Artist: Peggy Connelly
Tune: That Old Black Magic
Peggy Connelly approaches That Old Black Magic with sleek control and a knowing swing. Her crisp phrasing glides across the arrangement, turning the familiar standard into something flirtatious, polished and quietly magnetic.

Artist: Play & Movil Project
Tune: Fabulostik
Play & Movil Project make Fabulostik feel bright, eccentric and proudly larger than life. Its playful vocal attitude and glossy Latin-pop energy make this colorful throwback feel fresh again.

Artist: RAYE
Tune: Beware.. The South London Lover Boy.
RAYE turns Beware.. The South London Lover Boy. into a theatrical character study filled with humor, temptation and danger. Her expressive vocal shifts effortlessly through the song’s jazz-pop drama while warning listeners about an irresistible romantic troublemaker.

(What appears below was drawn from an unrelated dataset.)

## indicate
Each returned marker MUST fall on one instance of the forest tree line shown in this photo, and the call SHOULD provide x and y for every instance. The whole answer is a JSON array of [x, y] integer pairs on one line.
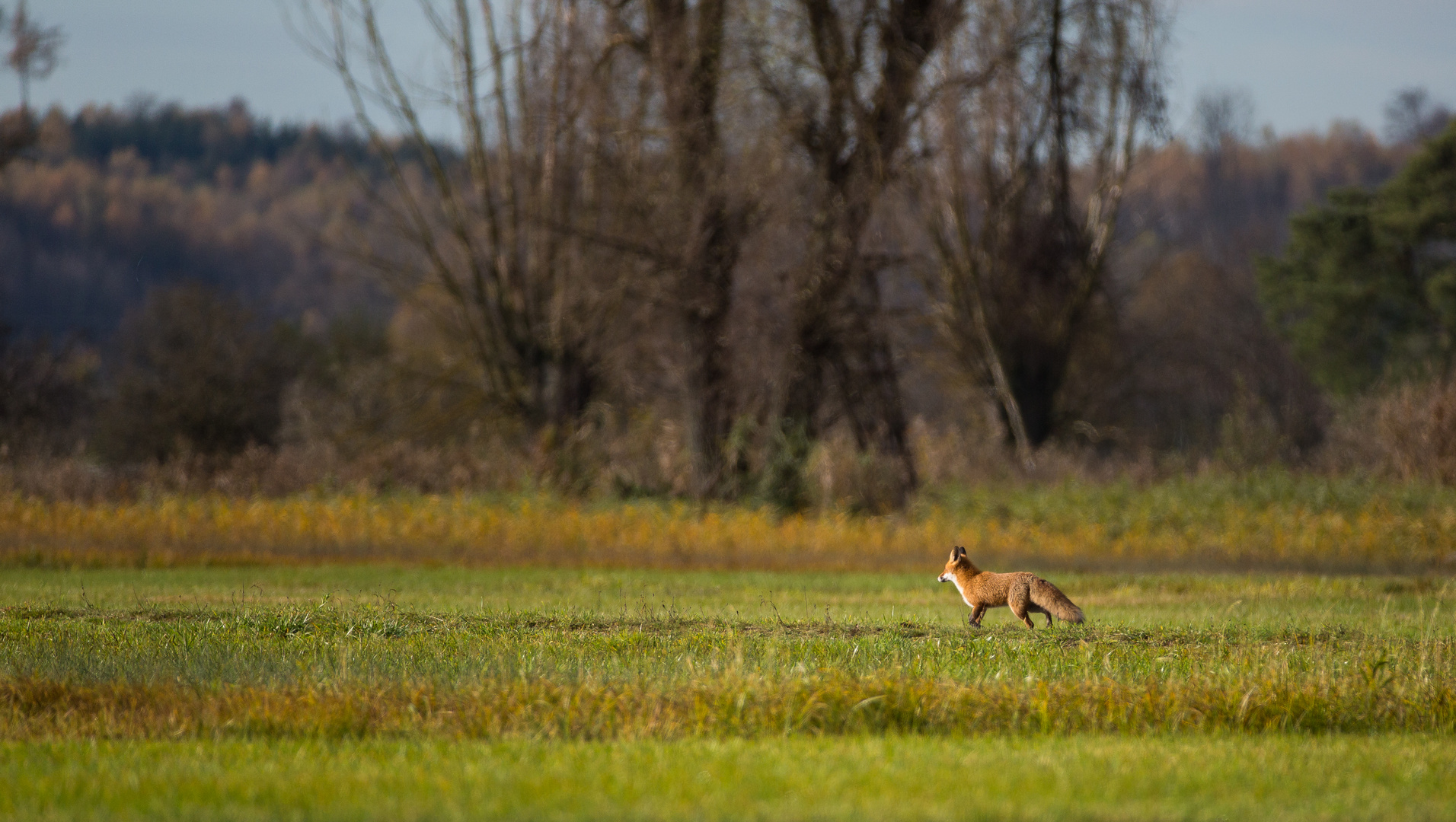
[[763, 226]]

Artist: RAYE, Amma & Absolutely
Tune: Joy
RAYE joins sisters Amma and Absolutely for the communal uplift of Joy. Their voices build into warm, gospel-inflected harmonies, turning perseverance and hope into a clap-along declaration made to be sung together.

Artist: Opus Kink
Tune: Come Over, Do Me Wrong
Opus Kink close the playlist with the gloriously unruly Come Over, Do Me Wrong. Swaggering vocals, charging guitars and a blast of brass capture the seductive pull of knowing a relationship is doomed and running toward it anyway.